USE AdventureworksDW2016CTP3
GO
ALTER DATABASE SCOPED CONFIGURATION SET BATCH_MODE_ON_ROWSTORE = OFF;

Now let’s run this query and make sure we capture the execution plan.

SELECT FS.[ProductKey],

       AVG([SalesAmount]),

       [UnitPrice]

FROM [dbo].[FactResellerSalesXL] FS

    JOIN dbo.DimProduct DP

        ON DP.ProductKey = FS.ProductKey

GROUP BY FS.[ProductKey],

            [UnitPrice]

Note the Table Scan. By hovering over it you can see the operator’s properties and see the Actual Execution Mode says ROW and it processed 11,669,653 rows.

Now let’s run it again in Batch. Instead of changing compatibility lets just turn on the feature with an OPTION HINT.

SELECT FS.[ProductKey],

       AVG([SalesAmount]),

       [UnitPrice]

FROM [dbo].[FactResellerSalesXL] FS

    JOIN dbo.DimProduct DP

        ON DP.ProductKey = FS.ProductKey

GROUP BY FS.[ProductKey],

            [UnitPrice]

OPTION(RECOMPILE, USE HINT('ALLOW_BATCH_MODE'));

You can clearly see the optimizer chose to use BATCH mode based on our HINT. In addition, you can see it ran significantly faster at only 405 ms versus 1.119s using row mode. In general, we’ve seen queries that benefit from batch mode running in almost half of what row mode performance is and columnstore in batch mode performance.

Let’s go ahead and change back to the default Batch Mode again for our database just to prove it would have used batch mode without the use of our hint. Run the below and look at the plan.
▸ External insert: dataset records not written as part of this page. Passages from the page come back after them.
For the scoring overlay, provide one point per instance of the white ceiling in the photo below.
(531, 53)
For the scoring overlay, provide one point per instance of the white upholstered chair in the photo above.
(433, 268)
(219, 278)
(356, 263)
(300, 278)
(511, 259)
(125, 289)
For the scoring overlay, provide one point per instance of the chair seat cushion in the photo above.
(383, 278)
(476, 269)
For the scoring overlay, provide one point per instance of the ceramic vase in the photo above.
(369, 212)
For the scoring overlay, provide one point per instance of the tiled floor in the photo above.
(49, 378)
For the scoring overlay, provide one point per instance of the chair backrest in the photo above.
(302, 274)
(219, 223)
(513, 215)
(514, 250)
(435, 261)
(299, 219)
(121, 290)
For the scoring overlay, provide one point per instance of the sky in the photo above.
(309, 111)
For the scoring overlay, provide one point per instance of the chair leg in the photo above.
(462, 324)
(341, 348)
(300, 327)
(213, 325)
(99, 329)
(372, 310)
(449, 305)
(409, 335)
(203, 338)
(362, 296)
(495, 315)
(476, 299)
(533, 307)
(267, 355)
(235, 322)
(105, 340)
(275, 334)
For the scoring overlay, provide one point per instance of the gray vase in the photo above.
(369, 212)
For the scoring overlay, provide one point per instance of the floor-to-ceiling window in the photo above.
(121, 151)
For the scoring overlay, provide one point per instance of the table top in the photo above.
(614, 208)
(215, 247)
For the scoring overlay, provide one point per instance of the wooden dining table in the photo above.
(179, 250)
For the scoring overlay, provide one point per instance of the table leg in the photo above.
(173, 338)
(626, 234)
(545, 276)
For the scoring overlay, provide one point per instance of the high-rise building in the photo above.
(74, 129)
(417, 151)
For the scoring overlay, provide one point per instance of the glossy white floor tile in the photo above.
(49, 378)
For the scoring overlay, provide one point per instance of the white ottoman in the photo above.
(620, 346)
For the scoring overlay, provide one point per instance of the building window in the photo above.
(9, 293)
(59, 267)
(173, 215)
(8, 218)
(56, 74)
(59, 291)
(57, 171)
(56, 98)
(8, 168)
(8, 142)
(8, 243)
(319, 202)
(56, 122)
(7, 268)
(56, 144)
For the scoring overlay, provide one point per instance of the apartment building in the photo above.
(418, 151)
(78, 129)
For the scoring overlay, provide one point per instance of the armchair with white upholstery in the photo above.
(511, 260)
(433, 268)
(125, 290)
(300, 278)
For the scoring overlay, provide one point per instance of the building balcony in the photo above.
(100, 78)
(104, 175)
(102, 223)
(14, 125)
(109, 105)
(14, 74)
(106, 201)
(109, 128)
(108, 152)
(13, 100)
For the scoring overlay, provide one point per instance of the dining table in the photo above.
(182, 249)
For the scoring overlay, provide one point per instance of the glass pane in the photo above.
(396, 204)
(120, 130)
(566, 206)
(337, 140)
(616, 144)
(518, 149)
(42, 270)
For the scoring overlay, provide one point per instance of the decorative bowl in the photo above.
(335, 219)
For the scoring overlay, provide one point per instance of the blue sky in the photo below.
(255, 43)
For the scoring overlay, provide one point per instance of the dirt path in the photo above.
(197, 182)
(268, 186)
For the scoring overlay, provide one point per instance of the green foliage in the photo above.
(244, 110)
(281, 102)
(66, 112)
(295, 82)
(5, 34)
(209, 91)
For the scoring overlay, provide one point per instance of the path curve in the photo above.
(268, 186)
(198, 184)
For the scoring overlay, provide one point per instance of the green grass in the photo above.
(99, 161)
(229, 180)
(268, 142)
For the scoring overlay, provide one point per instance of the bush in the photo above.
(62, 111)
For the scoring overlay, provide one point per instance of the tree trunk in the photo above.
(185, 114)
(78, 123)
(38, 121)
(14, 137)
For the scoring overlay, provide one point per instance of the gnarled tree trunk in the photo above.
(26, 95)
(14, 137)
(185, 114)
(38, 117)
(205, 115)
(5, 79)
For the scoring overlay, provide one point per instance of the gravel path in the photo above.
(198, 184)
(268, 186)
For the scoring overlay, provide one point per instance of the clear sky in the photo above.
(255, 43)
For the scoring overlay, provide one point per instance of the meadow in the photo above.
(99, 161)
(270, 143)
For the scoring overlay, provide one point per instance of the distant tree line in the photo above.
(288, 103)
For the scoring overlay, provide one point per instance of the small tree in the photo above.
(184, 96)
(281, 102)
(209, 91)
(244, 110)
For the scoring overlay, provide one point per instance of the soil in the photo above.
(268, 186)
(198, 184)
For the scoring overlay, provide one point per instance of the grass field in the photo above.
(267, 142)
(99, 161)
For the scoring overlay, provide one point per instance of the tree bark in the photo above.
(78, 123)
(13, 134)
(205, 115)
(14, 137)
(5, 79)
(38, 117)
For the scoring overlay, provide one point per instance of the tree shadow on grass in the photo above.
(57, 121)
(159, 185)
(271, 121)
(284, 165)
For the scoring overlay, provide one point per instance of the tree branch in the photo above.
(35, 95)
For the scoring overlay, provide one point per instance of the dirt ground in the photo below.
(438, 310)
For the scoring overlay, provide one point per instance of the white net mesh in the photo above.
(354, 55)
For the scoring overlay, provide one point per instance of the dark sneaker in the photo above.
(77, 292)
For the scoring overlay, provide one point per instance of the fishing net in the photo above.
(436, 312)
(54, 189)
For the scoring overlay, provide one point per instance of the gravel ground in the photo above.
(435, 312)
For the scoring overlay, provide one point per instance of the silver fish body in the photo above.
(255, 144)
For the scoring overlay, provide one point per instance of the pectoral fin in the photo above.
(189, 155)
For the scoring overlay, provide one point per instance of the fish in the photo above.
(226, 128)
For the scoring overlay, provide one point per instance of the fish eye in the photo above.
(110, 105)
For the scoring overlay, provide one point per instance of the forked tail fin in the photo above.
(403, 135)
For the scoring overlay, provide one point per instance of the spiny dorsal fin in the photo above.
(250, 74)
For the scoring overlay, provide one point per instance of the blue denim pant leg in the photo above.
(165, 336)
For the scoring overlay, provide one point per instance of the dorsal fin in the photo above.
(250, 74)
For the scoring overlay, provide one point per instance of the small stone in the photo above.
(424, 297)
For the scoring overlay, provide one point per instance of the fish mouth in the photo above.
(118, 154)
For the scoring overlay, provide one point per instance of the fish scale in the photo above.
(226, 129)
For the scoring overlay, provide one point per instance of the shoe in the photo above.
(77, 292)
ALTER DATABASE SCOPED CONFIGURATION SET BATCH_MODE_ON_ROWSTORE = ON;

GO

SELECT FS.[ProductKey],

       AVG([SalesAmount]),

       [UnitPrice]

FROM [dbo].[FactResellerSalesXL] FS

    JOIN dbo.DimProduct DP

        ON DP.ProductKey = FS.ProductKey

GROUP BY FS.[ProductKey],

            [UnitPrice]

BINGO! There you have it!

If you are already using compatibility mode 150 you are already taking advantage of this feature and may not even realized. For those that have not made the leap to 2019 I highly recommend it, if only for this little gem which is one of the many reasons why you should upgrade.